From 7bb26f5e6f0e33826d856a4ccf330d8d6f00cc77 Mon Sep 17 00:00:00 2001
From: John Segrave <john.segrave@ie.ibm.com>
Date: Tue, 23 Mar 2021 17:47:08 +0000
Subject: [PATCH 1/5] Issue #29 - Add batch capability for running analytics
 over historical results (e.g. after uploading data from SD cards)

---
 src/GasExposureAnalytics.py    | 69 ++++++++++++++++++++++++++++++++--
 src/core_decision_flask_app.py | 33 ++++++++++++++++
 2 files changed, 98 insertions(+), 4 deletions(-)

diff --git a/src/GasExposureAnalytics.py b/src/GasExposureAnalytics.py
index ace0e6b..caddec2 100644
--- a/src/GasExposureAnalytics.py
+++ b/src/GasExposureAnalytics.py
@@ -507,7 +507,9 @@ def _calculate_TWA_and_gauge_for_all_firefighters(self, sensor_log_chunk_df, ff_
     # current_utc_timestamp : The UTC datetime for which to calculate sensor analytics. Defaults to 'now' (UTC).
     # commit : Utility flag for unit testing - defaults to committing analytic results to
     #          the database. Setting commit=False prevents unit tests from writing to the database.
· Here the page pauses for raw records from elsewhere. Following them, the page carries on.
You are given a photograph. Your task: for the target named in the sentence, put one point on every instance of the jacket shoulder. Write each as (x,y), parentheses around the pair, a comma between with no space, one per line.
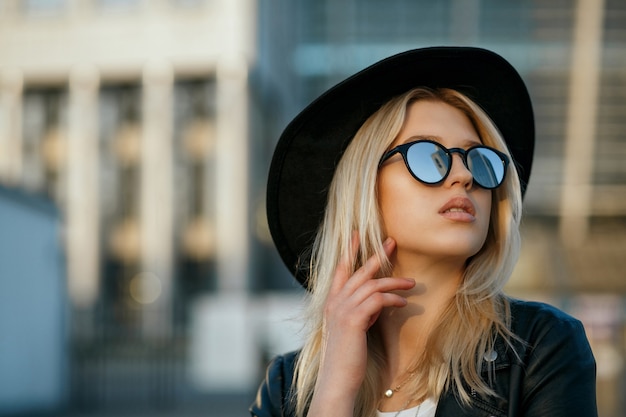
(556,374)
(274,396)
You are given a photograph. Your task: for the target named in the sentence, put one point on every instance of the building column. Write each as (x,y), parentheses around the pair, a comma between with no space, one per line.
(83,188)
(156,200)
(232,160)
(577,188)
(11,85)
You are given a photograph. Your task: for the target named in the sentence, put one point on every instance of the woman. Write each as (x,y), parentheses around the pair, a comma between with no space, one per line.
(395,199)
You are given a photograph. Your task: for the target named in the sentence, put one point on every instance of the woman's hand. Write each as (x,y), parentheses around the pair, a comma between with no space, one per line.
(353,305)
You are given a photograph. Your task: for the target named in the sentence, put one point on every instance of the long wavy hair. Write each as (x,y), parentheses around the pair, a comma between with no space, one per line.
(479,311)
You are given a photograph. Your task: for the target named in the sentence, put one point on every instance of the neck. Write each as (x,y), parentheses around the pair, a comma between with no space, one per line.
(405,331)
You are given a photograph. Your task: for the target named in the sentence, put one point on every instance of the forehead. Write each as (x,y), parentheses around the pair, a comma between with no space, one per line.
(440,122)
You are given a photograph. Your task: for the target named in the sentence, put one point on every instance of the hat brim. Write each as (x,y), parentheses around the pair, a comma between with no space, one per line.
(310,147)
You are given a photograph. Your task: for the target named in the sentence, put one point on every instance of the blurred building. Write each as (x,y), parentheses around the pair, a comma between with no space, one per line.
(151,125)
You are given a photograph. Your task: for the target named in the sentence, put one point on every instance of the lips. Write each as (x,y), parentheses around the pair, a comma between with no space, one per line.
(459,208)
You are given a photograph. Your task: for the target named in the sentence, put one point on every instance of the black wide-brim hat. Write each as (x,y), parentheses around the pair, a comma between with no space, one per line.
(309,149)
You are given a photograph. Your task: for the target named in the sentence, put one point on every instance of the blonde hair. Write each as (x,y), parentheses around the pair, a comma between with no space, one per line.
(467,330)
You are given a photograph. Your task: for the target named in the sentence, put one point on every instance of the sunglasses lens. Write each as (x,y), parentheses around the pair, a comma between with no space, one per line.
(486,166)
(428,162)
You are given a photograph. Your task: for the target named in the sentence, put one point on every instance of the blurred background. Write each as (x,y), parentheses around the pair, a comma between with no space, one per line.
(137,275)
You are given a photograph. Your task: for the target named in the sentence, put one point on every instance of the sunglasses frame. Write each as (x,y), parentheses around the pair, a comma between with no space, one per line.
(404,148)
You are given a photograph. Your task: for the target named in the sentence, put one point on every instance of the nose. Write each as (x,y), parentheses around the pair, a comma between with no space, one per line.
(459,173)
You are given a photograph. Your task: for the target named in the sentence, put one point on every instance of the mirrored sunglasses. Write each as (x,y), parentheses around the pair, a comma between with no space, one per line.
(430,162)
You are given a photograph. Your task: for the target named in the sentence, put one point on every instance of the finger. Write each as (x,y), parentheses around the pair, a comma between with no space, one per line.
(370,269)
(381,285)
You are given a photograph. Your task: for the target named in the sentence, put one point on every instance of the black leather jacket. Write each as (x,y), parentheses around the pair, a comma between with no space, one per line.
(556,376)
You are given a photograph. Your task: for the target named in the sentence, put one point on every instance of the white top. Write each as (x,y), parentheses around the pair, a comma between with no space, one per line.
(425,409)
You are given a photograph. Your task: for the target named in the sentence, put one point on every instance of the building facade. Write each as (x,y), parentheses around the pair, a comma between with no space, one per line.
(151,125)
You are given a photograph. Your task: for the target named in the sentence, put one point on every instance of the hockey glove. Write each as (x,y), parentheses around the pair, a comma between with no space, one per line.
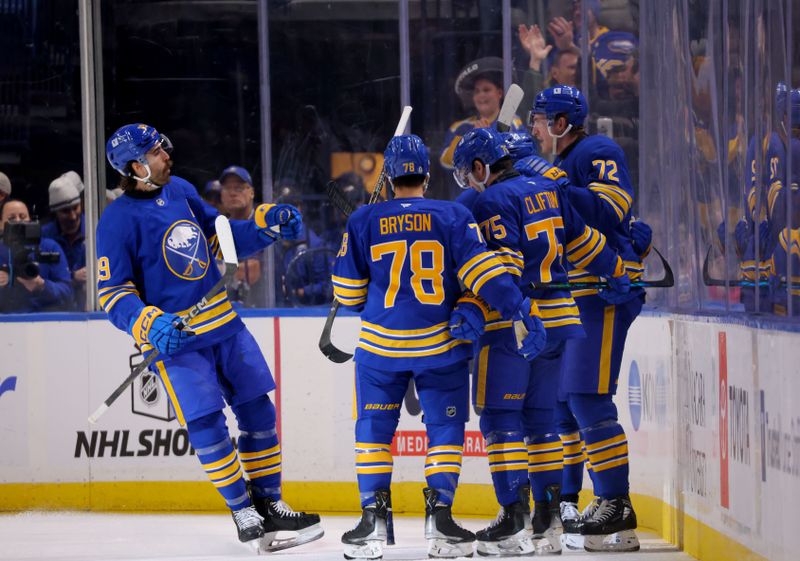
(468,319)
(619,286)
(641,238)
(279,221)
(158,328)
(530,332)
(534,166)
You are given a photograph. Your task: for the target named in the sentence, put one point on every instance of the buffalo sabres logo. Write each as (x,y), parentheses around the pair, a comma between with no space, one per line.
(186,250)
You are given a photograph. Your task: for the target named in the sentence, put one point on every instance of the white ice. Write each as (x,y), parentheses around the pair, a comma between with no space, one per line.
(80,536)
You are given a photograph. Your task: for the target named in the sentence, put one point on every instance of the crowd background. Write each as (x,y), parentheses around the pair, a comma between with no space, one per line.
(299,92)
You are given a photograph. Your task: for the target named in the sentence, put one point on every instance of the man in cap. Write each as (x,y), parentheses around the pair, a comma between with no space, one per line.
(67,229)
(237,201)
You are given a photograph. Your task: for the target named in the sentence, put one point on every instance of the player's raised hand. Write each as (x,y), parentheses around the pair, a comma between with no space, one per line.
(467,321)
(279,221)
(530,332)
(160,329)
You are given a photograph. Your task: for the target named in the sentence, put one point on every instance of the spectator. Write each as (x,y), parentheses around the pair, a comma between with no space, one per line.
(5,187)
(237,201)
(25,287)
(479,84)
(67,230)
(608,48)
(303,266)
(212,193)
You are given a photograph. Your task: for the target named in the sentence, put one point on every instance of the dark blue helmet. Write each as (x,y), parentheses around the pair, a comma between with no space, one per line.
(520,144)
(562,100)
(484,144)
(406,155)
(131,143)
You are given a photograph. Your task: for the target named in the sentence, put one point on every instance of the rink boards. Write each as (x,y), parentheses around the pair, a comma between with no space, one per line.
(707,405)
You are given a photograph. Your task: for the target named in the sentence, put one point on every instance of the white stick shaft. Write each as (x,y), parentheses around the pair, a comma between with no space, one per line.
(403,122)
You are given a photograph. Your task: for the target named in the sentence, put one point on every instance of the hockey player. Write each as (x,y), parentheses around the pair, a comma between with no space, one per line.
(400,264)
(156,246)
(600,190)
(532,228)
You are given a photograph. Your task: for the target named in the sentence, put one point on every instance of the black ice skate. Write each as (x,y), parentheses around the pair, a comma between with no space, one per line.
(547,528)
(366,540)
(279,517)
(511,532)
(611,527)
(249,524)
(445,537)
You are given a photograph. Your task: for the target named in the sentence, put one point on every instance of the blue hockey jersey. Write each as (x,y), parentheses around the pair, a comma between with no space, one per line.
(157,248)
(403,261)
(535,230)
(602,192)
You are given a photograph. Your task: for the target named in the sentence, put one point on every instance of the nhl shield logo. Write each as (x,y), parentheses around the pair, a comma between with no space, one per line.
(185,250)
(148,390)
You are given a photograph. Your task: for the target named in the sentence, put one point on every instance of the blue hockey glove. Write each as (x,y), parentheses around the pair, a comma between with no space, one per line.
(742,235)
(641,238)
(530,332)
(157,327)
(534,166)
(619,286)
(279,221)
(468,319)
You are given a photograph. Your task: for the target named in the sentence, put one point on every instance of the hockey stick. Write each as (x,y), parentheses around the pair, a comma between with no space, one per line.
(708,280)
(325,344)
(228,249)
(665,282)
(511,102)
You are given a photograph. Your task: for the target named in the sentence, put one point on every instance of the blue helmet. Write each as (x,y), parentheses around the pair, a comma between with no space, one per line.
(131,143)
(520,144)
(562,100)
(406,155)
(484,144)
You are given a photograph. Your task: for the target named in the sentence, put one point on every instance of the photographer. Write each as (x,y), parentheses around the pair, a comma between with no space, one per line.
(33,271)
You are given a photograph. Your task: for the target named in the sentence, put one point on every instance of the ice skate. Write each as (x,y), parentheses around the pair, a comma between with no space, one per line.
(611,527)
(366,540)
(547,528)
(445,537)
(571,538)
(280,518)
(511,533)
(249,524)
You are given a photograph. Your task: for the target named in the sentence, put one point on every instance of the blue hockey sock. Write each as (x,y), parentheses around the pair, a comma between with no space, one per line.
(210,439)
(443,461)
(259,448)
(508,455)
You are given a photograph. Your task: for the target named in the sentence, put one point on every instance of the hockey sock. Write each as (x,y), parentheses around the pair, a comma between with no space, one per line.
(606,444)
(545,456)
(259,447)
(508,455)
(443,461)
(374,455)
(210,439)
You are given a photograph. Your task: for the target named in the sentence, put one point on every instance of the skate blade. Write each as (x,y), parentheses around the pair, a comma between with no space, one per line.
(571,542)
(440,548)
(550,542)
(370,549)
(620,541)
(271,542)
(519,544)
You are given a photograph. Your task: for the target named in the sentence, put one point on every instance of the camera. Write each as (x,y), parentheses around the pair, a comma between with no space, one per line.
(22,239)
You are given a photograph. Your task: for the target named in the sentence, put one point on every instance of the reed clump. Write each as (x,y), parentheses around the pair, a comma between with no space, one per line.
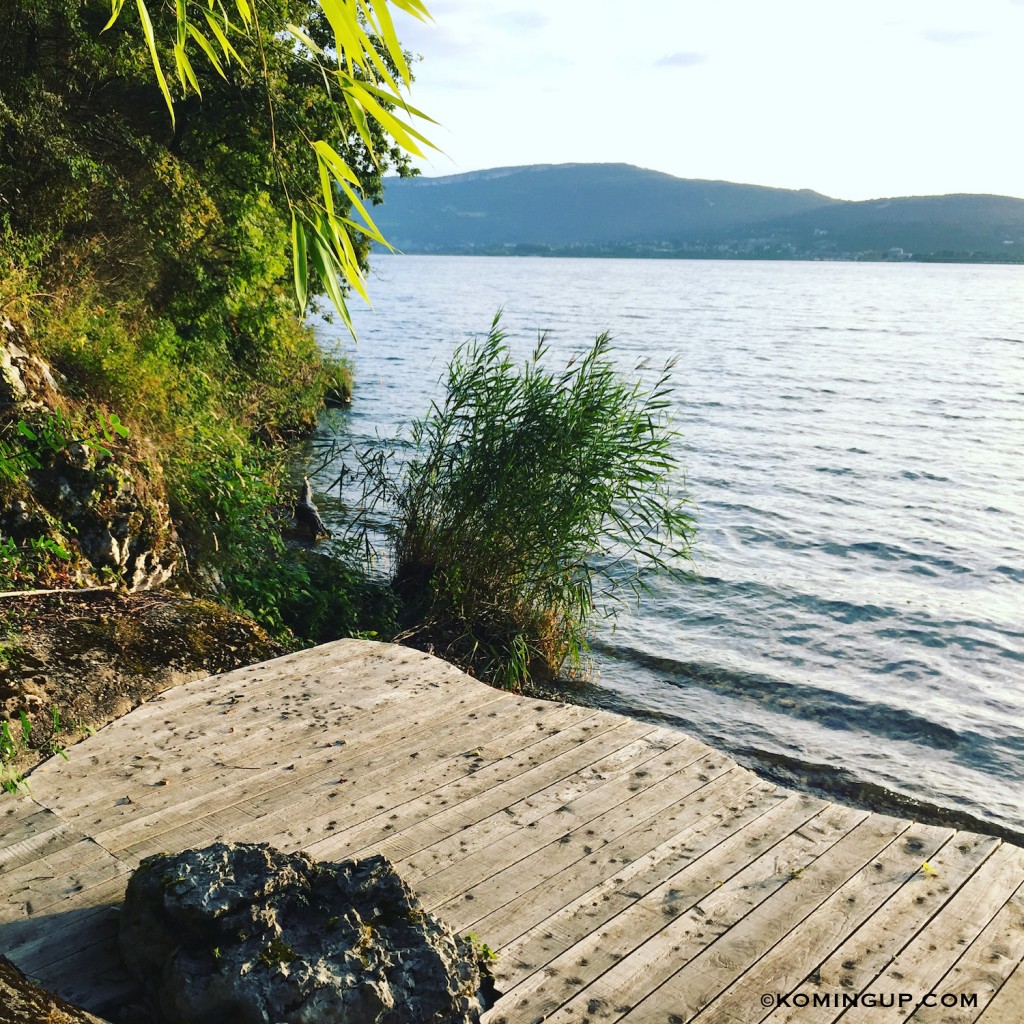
(534,495)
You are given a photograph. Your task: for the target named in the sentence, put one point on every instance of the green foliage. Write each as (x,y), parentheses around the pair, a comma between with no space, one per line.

-    def run_analytics (self, current_utc_timestamp=None, commit=True) :
+    # log_mins : How often to log an informational message stating which minute is currently being processed. Defaults
+    #            to every '1' min. Can be set to (eg) every '15' mins when running batches, so the logs are readable.
+    def run_analytics (self, current_utc_timestamp=None, commit=True, log_mins=1) :
 
         # Get the desired timeframe for the analytics run and standardise it to UTC.
         if current_utc_timestamp is None:
@@ -528,9 +530,11 @@ def run_analytics (self, current_utc_timestamp=None, commit=True) :
         # buffer for the data.
         timestamp_key = current_utc_timestamp.floor(freq='min') - pd.Timedelta(minutes = 1)
 
-        message = ("Running Prometeo Analytics for minute key '%s'" % (timestamp_key.isoformat()))
-        if not self._from_db : message += " (local CSV file mode)"
-        self.logger.info(message)
+        # Log progress regularly (e.g. by default, log_mins is 'every 1 min', but could be set to 'every 15 mins').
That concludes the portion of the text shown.